Le négociateur Ian Hannam poursuit Randgold Resources pour un montant pouvant aller jusqu'à 18 millions de dollars. Il affirme qu'il lui est dû pour les travaux sur son acquisition par le canadien Barrick Gold, déclarant vendredi devant un tribunal de Londres que le mineur d'or est revenu sur son accord.
Hannam était autrefois l'un des principaux faiseurs de pluie de JPMorgan et surnommé le « roi du secteur minier » pour son palmarès en matière de courtage dans le secteur des ressources, notamment la fusion de BHP Billiton en 2001 et la fusion en 2012 de Glencore et Xstrata.
Sa réputation a cependant été ébranlée il y a plus de dix ans lorsqu'il a été condamné à une amende de 450 000 livres (aujourd'hui environ 574 000 dollars) pour divulgation inappropriée d'informations, même si ses actions n'ont pas manqué d'intégrité.

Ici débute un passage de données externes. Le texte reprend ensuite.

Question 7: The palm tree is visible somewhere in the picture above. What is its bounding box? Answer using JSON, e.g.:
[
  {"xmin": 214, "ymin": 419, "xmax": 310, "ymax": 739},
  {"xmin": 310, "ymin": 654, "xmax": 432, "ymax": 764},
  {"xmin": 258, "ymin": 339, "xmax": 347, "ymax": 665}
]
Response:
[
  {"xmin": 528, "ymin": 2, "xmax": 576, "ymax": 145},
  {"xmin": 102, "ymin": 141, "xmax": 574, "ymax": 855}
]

Hannam est entré à la barre des témoins cette semaine pour témoigner dans le cas de sa boutique de conseil Hannam & Partners concernant un accord qui, selon lui, a été conclu peu de temps avant l'acquisition de Randgold par Barrick en 2018, ce qui affirme que le procès est sans fondement.
Hannam & Partners affirme qu'on lui a promis un minimum de 10 millions de dollars, ce chiffre pouvant augmenter si la transaction valait plus de 10 milliards de dollars.
Ses avocats affirment que Hannam a négocié des discussions impliquant Mark Bristow, alors PDG de Randgold, et John Thornton, alors président exécutif de Barrick, qui ont conduit à la fusion.
Après que Barrick et Randgold se soient mis d'accord sur un accord d'une valeur finale de quelque 18 milliards de dollars, Hannam a demandé 18 millions de dollars, mais a été refusé.
« La fusion Barrick-Randgold a été un énorme succès », a déclaré mercredi l'avocat de Hannam & Partners, Matthew Hardwick, le premier jour du procès, ajoutant : « Sans la vision de Ian Hannam, cela ne serait pas arrivé. »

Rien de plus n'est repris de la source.